Building Cooperative Viatopia: The Case for Longtermist Infrastructure Before AI Builds Everything
Basic Series Explainer:
Introduction to Building Cooperative Viatopia comments on two Essays on Longtermism, arguing concrete infrastructure and institutional mechanisms make expansive longtermism tractable by bridging theory and action.
Why Viatopia is Important draws on my Deep Reflection research to provide the theoretical foundation that make viatopia essential. Viatopia, a concept introduced by Will MacAskill, refers to “a state of the world where society can guide itself towards near-best outcomes.”
Viatopia and Buy-In performs stakeholder mapping for AI labs, governments, and public.
Shortlist of Viatopia Interventions presents dozens of concrete high-leverage interventions.
Hybrid Market (not yet published) explores an economic mechanism for systematically pricing externalities and steering toward good outcomes.
Children's Movement (not yet published) examines transforming child-raising as a high-leverage values intervention.
Comprehensive Series Explainer:
Building Cooperative Viatopia: The Case for Longtermist Infrastructure Before AI Builds Everything
This essay series is my submission to the "Essays on Longtermism" competition. The essays are based on my work on Deep Reflection (a comprehensive process for examining crucial considerations to determine a strategy to achieve the best achievable future), and specifically explore viatopia (MacAskill’s term for an intermediate societal state that helps humanity converge toward ideal futures while maintaining low existential risk and keeping options open).
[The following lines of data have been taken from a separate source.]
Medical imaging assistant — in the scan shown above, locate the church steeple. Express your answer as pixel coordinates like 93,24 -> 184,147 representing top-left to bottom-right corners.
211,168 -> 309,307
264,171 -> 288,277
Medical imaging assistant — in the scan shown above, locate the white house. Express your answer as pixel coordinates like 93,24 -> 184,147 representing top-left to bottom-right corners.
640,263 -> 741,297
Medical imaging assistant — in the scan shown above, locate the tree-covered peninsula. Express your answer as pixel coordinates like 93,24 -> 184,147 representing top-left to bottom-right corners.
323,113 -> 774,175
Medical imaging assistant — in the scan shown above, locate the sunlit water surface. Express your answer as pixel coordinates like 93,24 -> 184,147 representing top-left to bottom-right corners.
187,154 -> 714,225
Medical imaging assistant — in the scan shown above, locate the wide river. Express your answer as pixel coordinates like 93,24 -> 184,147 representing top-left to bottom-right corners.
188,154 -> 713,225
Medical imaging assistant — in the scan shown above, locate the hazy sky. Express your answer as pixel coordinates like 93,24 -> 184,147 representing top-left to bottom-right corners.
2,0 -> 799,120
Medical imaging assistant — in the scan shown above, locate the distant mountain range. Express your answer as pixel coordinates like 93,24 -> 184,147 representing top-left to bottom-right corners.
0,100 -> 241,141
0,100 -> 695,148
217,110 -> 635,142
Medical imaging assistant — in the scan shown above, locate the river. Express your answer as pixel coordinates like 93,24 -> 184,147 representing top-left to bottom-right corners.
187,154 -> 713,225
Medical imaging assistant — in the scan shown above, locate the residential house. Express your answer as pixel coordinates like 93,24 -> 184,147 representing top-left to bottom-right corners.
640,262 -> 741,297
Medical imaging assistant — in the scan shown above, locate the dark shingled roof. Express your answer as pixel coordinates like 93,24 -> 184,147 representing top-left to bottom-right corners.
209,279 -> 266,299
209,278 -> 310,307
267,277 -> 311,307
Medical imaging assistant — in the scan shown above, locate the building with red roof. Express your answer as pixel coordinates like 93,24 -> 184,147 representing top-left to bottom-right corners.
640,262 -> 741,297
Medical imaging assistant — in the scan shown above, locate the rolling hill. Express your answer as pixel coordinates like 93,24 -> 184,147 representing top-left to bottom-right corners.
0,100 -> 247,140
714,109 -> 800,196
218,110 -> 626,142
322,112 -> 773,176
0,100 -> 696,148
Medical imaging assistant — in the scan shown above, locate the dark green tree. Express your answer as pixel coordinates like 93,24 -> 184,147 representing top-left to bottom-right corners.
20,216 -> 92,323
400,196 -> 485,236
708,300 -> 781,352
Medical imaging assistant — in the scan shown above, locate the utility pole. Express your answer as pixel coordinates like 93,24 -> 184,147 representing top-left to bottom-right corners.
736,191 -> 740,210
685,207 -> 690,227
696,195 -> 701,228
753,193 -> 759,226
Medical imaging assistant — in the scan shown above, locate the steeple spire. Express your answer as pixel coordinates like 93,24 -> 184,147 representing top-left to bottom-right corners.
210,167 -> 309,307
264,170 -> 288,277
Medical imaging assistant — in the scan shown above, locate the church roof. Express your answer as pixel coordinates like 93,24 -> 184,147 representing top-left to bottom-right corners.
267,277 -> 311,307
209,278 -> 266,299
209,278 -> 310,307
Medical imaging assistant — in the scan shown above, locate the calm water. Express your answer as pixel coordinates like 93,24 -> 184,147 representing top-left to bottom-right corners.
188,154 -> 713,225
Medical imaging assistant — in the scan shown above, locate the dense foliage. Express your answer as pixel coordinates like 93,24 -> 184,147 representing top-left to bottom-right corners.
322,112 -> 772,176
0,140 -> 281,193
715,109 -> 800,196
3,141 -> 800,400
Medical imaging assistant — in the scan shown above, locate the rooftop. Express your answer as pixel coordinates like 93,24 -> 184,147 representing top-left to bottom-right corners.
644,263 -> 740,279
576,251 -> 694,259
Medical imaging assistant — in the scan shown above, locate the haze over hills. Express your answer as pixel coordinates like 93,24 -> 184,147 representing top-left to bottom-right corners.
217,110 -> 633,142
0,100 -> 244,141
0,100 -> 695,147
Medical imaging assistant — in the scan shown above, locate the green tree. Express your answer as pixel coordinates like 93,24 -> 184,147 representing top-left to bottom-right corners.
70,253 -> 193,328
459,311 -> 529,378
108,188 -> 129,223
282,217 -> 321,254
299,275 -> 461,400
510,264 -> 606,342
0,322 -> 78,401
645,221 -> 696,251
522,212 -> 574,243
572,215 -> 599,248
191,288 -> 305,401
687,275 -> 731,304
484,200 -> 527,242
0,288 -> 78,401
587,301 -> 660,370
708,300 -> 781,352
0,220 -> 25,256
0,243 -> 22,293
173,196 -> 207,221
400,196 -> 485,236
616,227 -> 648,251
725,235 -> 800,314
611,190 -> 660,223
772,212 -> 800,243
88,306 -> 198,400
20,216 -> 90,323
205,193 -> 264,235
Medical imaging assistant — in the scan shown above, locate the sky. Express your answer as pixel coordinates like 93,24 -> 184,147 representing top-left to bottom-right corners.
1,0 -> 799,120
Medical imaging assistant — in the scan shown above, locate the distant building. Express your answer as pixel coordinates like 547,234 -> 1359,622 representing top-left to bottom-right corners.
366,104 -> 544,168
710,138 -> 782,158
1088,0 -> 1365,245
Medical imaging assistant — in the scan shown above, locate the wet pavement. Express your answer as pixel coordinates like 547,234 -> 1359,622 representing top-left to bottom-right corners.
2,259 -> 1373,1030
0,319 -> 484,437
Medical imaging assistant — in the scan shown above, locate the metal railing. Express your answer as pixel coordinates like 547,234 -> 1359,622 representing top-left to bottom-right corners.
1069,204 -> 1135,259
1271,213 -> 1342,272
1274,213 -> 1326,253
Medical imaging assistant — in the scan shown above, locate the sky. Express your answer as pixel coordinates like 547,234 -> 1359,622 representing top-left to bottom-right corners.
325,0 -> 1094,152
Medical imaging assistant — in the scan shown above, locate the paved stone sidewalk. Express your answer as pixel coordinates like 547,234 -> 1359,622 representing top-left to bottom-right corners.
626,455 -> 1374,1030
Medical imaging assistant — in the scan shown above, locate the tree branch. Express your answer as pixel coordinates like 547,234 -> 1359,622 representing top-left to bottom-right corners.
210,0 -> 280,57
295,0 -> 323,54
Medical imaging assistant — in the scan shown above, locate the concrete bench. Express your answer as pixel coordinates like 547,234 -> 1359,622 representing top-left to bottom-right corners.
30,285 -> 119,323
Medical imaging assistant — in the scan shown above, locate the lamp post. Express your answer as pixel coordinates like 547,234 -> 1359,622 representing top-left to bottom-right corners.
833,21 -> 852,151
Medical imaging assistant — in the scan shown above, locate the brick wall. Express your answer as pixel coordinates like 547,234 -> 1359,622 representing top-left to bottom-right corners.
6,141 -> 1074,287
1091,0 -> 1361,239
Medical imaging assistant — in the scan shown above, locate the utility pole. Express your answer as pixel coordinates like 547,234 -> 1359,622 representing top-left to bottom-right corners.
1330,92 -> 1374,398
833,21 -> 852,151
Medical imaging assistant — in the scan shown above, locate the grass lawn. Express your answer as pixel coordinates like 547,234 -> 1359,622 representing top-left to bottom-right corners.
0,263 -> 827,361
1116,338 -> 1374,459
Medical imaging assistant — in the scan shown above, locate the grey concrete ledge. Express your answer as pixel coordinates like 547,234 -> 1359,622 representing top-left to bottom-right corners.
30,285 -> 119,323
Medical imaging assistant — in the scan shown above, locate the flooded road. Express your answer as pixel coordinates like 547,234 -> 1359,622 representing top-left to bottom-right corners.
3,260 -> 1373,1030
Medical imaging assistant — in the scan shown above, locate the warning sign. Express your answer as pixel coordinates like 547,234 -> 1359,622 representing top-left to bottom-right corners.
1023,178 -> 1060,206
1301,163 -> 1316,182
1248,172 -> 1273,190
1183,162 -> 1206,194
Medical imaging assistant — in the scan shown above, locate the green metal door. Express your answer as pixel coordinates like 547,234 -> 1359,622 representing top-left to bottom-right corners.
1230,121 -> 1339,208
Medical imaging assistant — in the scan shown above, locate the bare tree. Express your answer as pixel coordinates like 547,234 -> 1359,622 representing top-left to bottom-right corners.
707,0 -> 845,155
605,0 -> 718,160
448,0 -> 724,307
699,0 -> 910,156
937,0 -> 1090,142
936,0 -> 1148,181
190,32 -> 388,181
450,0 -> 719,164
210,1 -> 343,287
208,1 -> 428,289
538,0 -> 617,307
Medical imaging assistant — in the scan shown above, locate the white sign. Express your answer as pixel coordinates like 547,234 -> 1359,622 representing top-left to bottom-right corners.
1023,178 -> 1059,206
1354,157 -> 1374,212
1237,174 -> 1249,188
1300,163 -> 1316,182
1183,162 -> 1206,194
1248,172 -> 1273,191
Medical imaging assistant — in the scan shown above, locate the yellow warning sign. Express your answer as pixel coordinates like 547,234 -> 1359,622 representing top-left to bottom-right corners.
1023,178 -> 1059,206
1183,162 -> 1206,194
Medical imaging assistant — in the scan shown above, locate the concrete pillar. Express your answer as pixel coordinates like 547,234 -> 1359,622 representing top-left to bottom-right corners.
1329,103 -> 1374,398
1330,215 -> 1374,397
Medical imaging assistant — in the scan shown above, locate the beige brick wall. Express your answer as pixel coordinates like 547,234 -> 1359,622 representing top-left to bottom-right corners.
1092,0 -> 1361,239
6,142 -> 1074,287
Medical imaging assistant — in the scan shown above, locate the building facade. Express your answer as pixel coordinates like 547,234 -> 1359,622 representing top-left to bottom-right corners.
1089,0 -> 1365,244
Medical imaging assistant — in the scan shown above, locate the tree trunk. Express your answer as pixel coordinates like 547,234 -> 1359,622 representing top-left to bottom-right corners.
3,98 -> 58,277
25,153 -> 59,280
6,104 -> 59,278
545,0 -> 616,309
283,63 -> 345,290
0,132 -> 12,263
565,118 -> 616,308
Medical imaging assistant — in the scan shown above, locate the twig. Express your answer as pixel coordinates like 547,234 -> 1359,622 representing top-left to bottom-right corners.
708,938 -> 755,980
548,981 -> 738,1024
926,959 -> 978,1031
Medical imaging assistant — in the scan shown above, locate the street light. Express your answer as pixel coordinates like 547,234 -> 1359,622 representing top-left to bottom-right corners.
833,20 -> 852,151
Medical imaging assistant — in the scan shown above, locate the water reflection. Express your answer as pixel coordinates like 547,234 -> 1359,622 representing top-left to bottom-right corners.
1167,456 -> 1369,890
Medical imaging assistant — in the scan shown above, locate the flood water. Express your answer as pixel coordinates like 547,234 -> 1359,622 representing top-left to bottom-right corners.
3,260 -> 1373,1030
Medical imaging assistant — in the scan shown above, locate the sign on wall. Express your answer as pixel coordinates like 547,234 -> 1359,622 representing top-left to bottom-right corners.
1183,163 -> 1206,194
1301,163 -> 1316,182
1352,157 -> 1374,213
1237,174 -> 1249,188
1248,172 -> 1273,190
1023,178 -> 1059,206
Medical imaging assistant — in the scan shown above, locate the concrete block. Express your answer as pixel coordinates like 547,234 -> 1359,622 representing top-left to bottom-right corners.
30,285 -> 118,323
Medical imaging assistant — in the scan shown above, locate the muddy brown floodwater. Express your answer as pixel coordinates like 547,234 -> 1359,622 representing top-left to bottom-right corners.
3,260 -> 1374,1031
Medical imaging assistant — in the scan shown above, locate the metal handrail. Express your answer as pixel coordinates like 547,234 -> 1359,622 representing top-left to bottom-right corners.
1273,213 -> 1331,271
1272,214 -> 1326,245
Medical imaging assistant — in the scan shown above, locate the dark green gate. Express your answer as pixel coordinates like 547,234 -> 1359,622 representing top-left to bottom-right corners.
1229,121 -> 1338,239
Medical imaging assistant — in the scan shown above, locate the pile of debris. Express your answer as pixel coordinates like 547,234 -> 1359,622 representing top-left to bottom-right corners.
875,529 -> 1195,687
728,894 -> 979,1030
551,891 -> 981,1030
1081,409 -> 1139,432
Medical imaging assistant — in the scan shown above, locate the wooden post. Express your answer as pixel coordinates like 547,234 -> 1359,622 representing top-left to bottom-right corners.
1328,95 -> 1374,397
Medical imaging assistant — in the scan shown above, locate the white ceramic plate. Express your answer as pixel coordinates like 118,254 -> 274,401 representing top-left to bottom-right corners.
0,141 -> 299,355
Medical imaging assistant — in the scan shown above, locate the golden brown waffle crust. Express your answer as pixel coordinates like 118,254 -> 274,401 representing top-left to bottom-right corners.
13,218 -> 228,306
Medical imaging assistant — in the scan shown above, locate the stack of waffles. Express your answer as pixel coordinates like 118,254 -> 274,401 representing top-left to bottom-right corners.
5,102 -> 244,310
Introduction to Building Cooperative Viatopia comments on two essays from the collection: Owen Cotton-Barratt and Rose Hadshar's analysis of longtermist societies, and Hilary Greaves and Christian Tarsney's comparison of minimal versus expansive longtermism. It establishes the cooperative paradigm and argues that the longtermist community needs practical infrastructure, not just theory. This essay provides the conceptual foundation for the concrete mechanisms that follow.
Why Viatopia is Important provides further theoretical foundation from my Deep Reflection work, explaining Will MacAskill's viatopia concept and why it matters. It introduces the multiplicative crucial considerations framework (showing why dozens to hundreds of interacting factors may make comprehensive reflection orders of magnitude more valuable than narrow approaches), the Instrumental commoditization thesis (AI makes implementation trivial while direction becomes everything), and how diversity of viatopia paths helps prevent premature lock-in.
Viatopia and Buy-In performs concrete stakeholder mapping, analyzing what AI labs, governments, and the general public can each do to move us toward viatopia given their different incentives and capabilities. It bridges from theoretical arguments to practical pathways for achieving feasible buy-in from diverse stakeholders.
Shortlist of Viatopia Interventions presents dozens of concrete high-leverage interventions organized by key principles: improving community infrastructure, creating compounding feedback loops, leveraging AI, focusing on values and strategy, and building self-improving institutions. It demonstrates the breadth of practical work needed to move from longtermist theory to implementation.
Hybrid Market (not yet published) explores a comprehensive economic mechanism that systematically prices all positive and negative externalities, creating automatic incentives for value creation while penalizing value destruction. Originally conceived in my 2021 pre-EA work "Ways to Save the World," it demonstrates one possible institutional design for aggregating diverse values while steering society toward better outcomes.
Children's Movement (not yet published) examines how transforming child-raising and education could be among the highest-leverage interventions for value improvement, building strong epistemics and collaborative mindsets from the earliest ages. Also from my 2021 pre-EA work, it represents a human-centric approach to viatopia that maintains human agency while systematically improving humanity's capacity for wisdom.
Together, these essays demonstrate that viatopia is not merely abstract philosophy but something we can work toward through concrete longtermist infrastructure and institutional design. Each essay is fully standalone and can be read independently.